Books Everywhere

Three possessions should you prize: a field, a friend and a book.
— Hai Gaon (939-1038)

You might not have caught this relatively short article tucked next to "Metropolitan Diary" in this week's New York Times. A woman named Barbara Rosten returned an overdue book to the Brooklyn Public Library. Ordinarily this would not make the papers except for this unusual fact: it was 57 years overdue. In 2013 a book was returned to the New York Public Library 36 years late, but Rosten may have the record. The book, you wonder? Gone with the Wind, a classic whose theme song in the movie version was the first dance at Rosten's wedding. The irony is that she kept the book longer than she kept the husband. She owed 5 cents a day for 20,842 days, but since she had the book long before computer cataloging, they didn't charge her. Instead, they are putting the book on display to remind others who use the library to bring back books on time.
 
The next book article of interest for this week appeared in The Wall Street Journal. At the prestigious Frankfurt Book Fair, Dutch novelist Mano Bouzamour, a self-described book doctor, listened to life complaints in his pop-up clinic, pulled out a prescription pad and wrote down the name of a book he felt would ease his "patient's" suffering (naturally, he also recommends his own novel). Depressed or listless, this bibliotherapist can heal you with just the right book.
 
And then there was the book I finished this week: John Kaag's American Philosophy. It's really a memoir of his divorce and new life, an intellectual version of Wild or Eat, Pray, Love. Depressed and questioning the meaning of his life, he is saved by the discovery of a magnificent library belonging to the philosopher William Ernest Hocking on his New Hampshire estate, West Wind.

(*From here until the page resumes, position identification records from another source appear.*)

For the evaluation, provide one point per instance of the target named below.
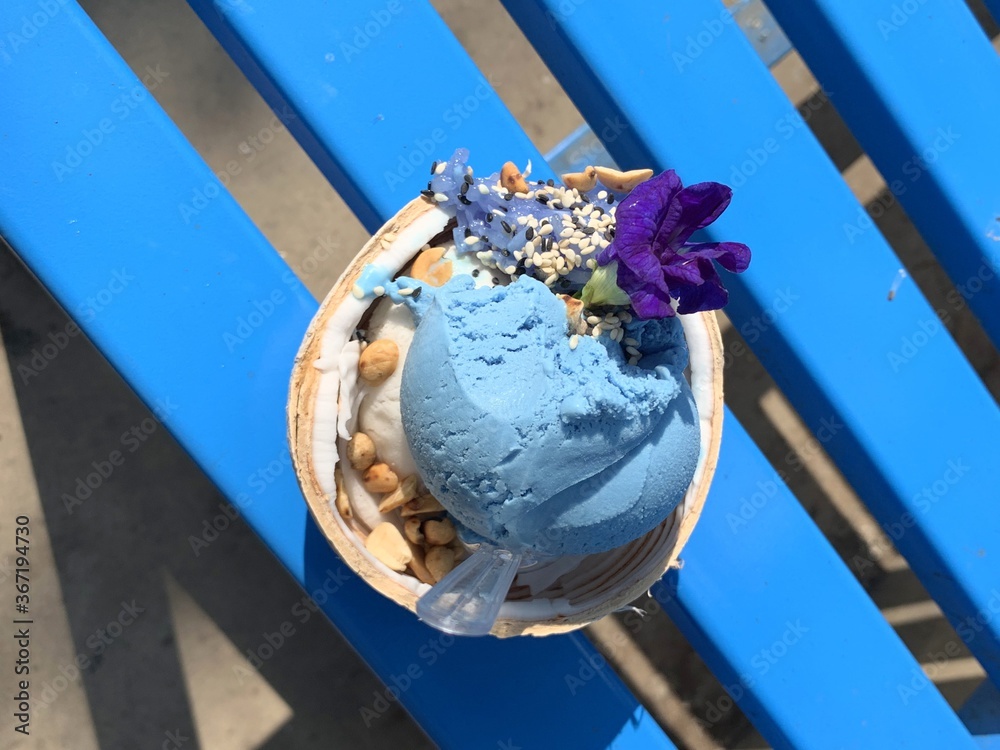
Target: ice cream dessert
(535, 445)
(506, 365)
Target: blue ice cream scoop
(535, 446)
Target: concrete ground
(140, 644)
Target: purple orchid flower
(655, 262)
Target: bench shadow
(116, 544)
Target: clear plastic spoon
(468, 599)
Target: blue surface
(787, 629)
(166, 334)
(296, 81)
(893, 400)
(917, 83)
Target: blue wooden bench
(901, 74)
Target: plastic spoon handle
(467, 600)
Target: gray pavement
(142, 644)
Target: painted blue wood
(97, 191)
(753, 597)
(881, 383)
(981, 712)
(366, 71)
(833, 654)
(916, 82)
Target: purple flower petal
(655, 263)
(733, 256)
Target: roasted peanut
(406, 491)
(380, 478)
(378, 361)
(512, 179)
(622, 182)
(420, 506)
(439, 533)
(389, 547)
(360, 451)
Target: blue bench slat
(881, 383)
(287, 76)
(800, 669)
(366, 73)
(165, 330)
(916, 83)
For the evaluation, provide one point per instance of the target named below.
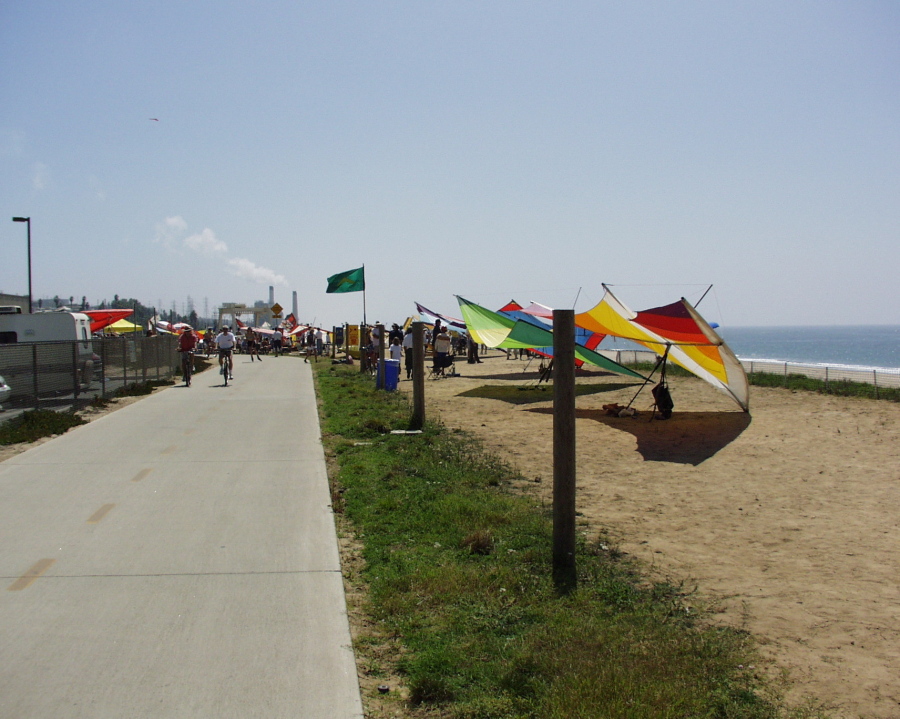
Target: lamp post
(28, 220)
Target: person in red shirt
(187, 342)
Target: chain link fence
(63, 375)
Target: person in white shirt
(396, 349)
(407, 351)
(277, 337)
(225, 342)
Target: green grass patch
(458, 566)
(37, 423)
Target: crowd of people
(445, 345)
(254, 342)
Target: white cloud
(251, 271)
(168, 231)
(40, 176)
(206, 242)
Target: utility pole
(564, 571)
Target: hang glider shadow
(518, 394)
(686, 438)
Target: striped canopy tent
(123, 326)
(493, 329)
(679, 329)
(104, 318)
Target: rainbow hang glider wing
(496, 330)
(691, 342)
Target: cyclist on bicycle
(225, 342)
(187, 343)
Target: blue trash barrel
(391, 374)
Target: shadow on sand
(526, 394)
(686, 438)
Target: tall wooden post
(379, 380)
(418, 417)
(564, 570)
(363, 343)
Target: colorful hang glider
(678, 327)
(496, 330)
(430, 317)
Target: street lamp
(28, 220)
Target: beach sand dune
(785, 520)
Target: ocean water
(861, 347)
(865, 347)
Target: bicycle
(224, 357)
(187, 366)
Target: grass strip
(458, 566)
(37, 423)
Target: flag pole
(364, 295)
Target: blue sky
(495, 150)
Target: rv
(57, 344)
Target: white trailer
(57, 344)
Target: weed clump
(37, 423)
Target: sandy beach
(785, 520)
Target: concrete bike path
(178, 558)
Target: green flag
(349, 281)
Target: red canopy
(103, 318)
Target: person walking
(277, 337)
(225, 343)
(252, 344)
(407, 351)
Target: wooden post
(363, 343)
(564, 570)
(379, 380)
(418, 417)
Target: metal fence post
(75, 371)
(418, 416)
(34, 373)
(103, 368)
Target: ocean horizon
(861, 347)
(858, 347)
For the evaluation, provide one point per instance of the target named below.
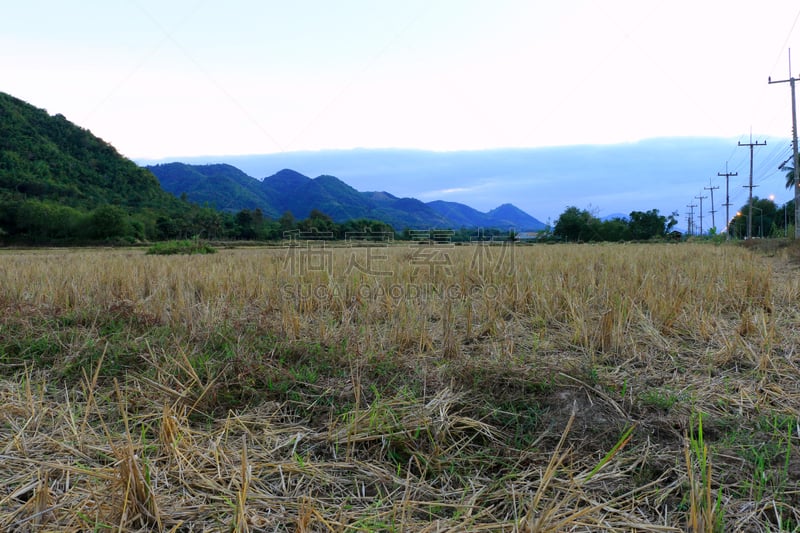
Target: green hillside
(60, 183)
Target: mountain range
(227, 188)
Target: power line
(701, 198)
(713, 220)
(751, 144)
(727, 203)
(690, 216)
(796, 158)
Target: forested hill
(48, 157)
(58, 181)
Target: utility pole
(795, 157)
(727, 203)
(751, 144)
(713, 220)
(701, 198)
(691, 218)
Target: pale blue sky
(163, 78)
(171, 79)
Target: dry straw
(554, 393)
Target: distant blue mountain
(228, 188)
(662, 173)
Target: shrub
(181, 247)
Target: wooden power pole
(751, 144)
(795, 157)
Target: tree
(109, 221)
(764, 215)
(646, 225)
(577, 225)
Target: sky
(170, 80)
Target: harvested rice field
(638, 387)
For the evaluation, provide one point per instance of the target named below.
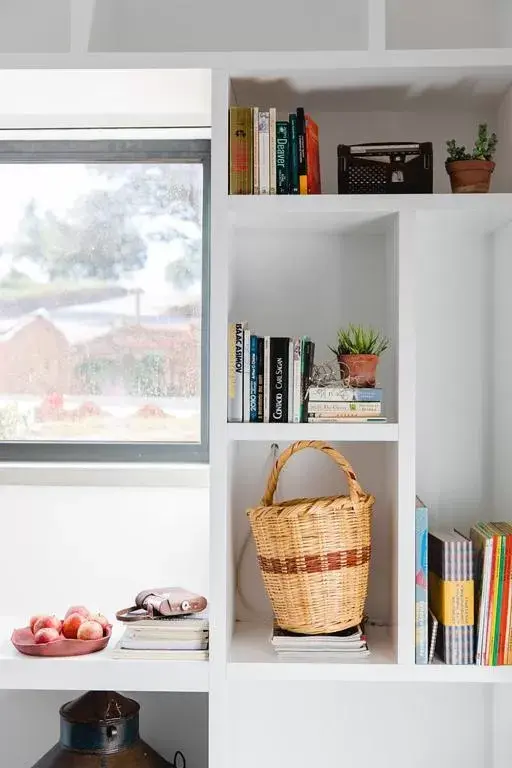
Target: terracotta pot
(360, 370)
(470, 175)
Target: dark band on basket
(332, 561)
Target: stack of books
(492, 543)
(268, 156)
(340, 404)
(178, 638)
(346, 645)
(268, 376)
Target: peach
(90, 630)
(101, 619)
(46, 635)
(47, 622)
(71, 625)
(81, 609)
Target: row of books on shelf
(463, 593)
(268, 156)
(269, 380)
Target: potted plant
(358, 351)
(472, 172)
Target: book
(253, 395)
(283, 157)
(294, 156)
(301, 143)
(235, 370)
(264, 151)
(256, 151)
(345, 394)
(272, 150)
(343, 408)
(247, 376)
(240, 151)
(278, 379)
(260, 362)
(451, 594)
(421, 582)
(312, 157)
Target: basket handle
(355, 489)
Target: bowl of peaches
(78, 633)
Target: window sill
(106, 475)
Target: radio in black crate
(385, 169)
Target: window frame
(114, 150)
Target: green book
(283, 157)
(294, 156)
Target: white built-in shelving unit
(434, 272)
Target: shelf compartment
(97, 671)
(363, 433)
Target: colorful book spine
(301, 141)
(240, 151)
(253, 398)
(272, 150)
(421, 585)
(294, 156)
(235, 371)
(264, 152)
(283, 157)
(312, 157)
(278, 407)
(256, 151)
(345, 394)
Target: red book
(313, 157)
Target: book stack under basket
(178, 638)
(345, 645)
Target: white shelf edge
(362, 433)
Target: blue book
(421, 567)
(253, 384)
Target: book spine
(247, 376)
(256, 151)
(253, 399)
(240, 151)
(313, 157)
(266, 380)
(345, 394)
(301, 141)
(294, 156)
(350, 409)
(283, 157)
(297, 390)
(261, 363)
(235, 372)
(272, 150)
(279, 379)
(421, 554)
(264, 152)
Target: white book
(256, 151)
(272, 151)
(266, 380)
(264, 152)
(247, 376)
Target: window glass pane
(100, 302)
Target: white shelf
(97, 671)
(350, 433)
(341, 213)
(252, 658)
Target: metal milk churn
(101, 730)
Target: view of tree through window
(100, 301)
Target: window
(104, 282)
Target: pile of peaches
(78, 624)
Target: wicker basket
(314, 554)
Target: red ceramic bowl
(23, 641)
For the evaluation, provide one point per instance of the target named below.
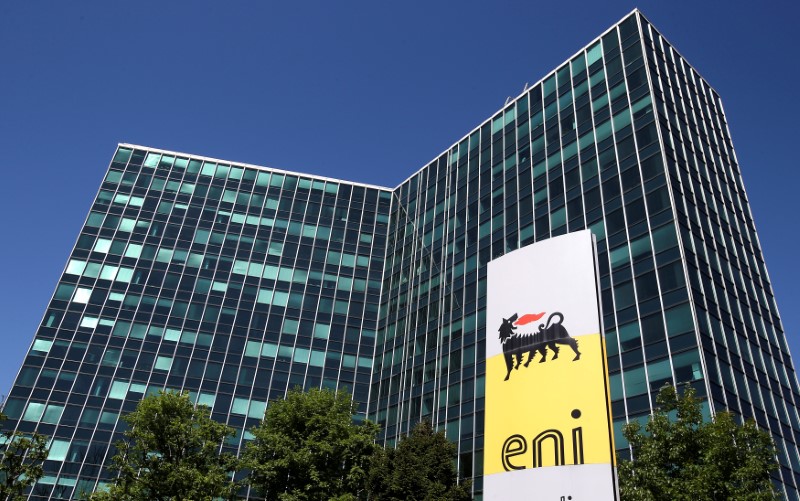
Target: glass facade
(236, 282)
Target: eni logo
(549, 335)
(547, 444)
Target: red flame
(528, 318)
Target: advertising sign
(548, 432)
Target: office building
(236, 282)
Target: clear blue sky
(365, 91)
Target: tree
(171, 451)
(20, 462)
(680, 457)
(308, 448)
(420, 468)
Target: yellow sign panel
(548, 413)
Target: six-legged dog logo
(549, 335)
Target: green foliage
(680, 457)
(171, 452)
(308, 448)
(20, 462)
(420, 468)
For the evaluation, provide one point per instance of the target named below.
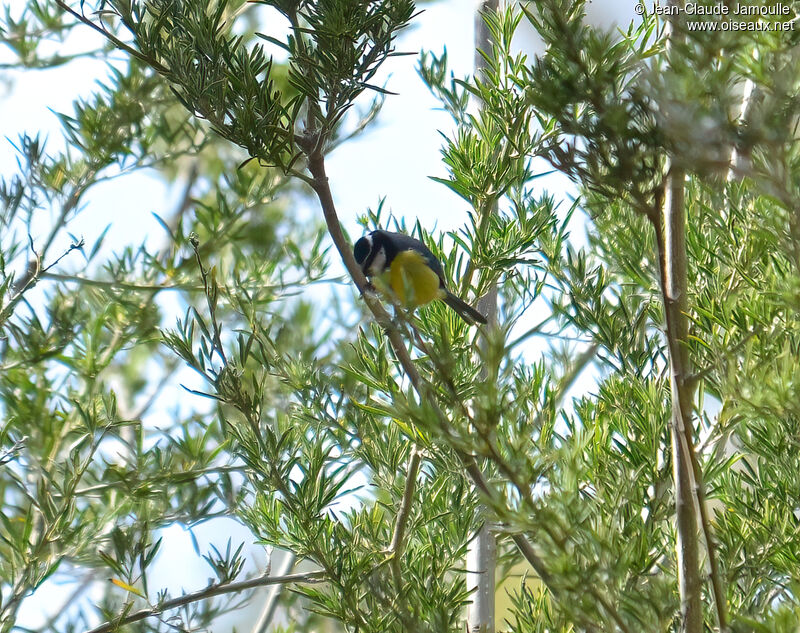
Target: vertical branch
(674, 288)
(482, 552)
(690, 498)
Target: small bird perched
(414, 274)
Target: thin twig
(154, 63)
(403, 513)
(270, 604)
(211, 591)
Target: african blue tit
(411, 270)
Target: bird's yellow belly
(412, 280)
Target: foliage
(325, 437)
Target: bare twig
(211, 591)
(154, 63)
(270, 604)
(671, 240)
(401, 520)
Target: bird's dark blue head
(362, 249)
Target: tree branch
(401, 520)
(211, 591)
(671, 240)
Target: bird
(413, 272)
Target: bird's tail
(463, 309)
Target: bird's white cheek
(376, 267)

The library contains rare classics in philosophy and poetry growing moldy and insect-ridden due to neglect. Kaag sets a goal of cataloging this library and preserving the rare books and, in saving them, he manages to rescue himself.
 
It's a shame the Hocking family had not read Judah ibn Tibbon's letter about books to his only son, Samuel. Books were extremely expensive in the medieval period, some worth as much as an expensive car or house, a rare book librarian once shared with me. In the 12th century, Ibn Tibbon had invested in a library for his son and wrote an ethical will about the care of this library: "Cover your bookcases with rugs and linens of fine quality," he recommends. "Preserve them from dampness and mice and injury, for it is your books that are your true treasure." He also gave a piece of advice that would have benefited the Brooklyn Public Library, "Never refuse to lend books to anyone who cannot afford to purchase them, but lend books only to those who can be trusted to return them."
 
We've all been there, Mr. ibn Tibbon.
 
Ibn Tibbon had professional reasons to give his son this advice. The ibn Tibbon family had two family businesses: medicine and translation. Books were critical reference tools and needed to stay in the family for their beauty and their utility. It's amazing then that Judah ibn Tibbon recommended great generosity in lending out books. Perhaps, in this way, he was like our Dutch novelist, the book doctor. Generally, when you love something, you don't want to share it. But when it comes to books, true book lovers cannot wait to share because they know the gift that a good book is. It offers escape, companionship, adventure, knowledge, new ideas and new landscapes. It allows us mental and emotional travels without asking us to pack our bags and go anywhere.  
 
Another medieval Jewish scholar, R. Judah of Regensburg and author of Sefer Hasidim, the Book of Piety, advises that if you have two children - one who likes books and the second who does not - leave your library to the second, even if he is the younger of the two. The first child who likes to read will always find books. He will seek them out. The challenge is to make a reader out of the second child, and gifting that child with an entire library may just help in that endeavor. To understand just how much R. Judah loved books, he advised that they should be placed in "stately array near the dead, so that the souls of the righteous may in death study, as they did on earth." Once a reader, always a reader.
 
Every year at this season, there is book news everywhere: lists of the past year's most notable books, books that make great presents and books to read on a cold winter's night in front of the fire with hot chocolate. For us, inheritors of a tradition of scholarship, every season is the right season for books. And now that we are nearing the close of 2016, we might take a little advice from current and old book news. Return books you owe. Catalog and preserve the books you have. And augment someone's library to grow their love of books.
 
Happy Reading, Happy Hanukah and Shabbat Shalom.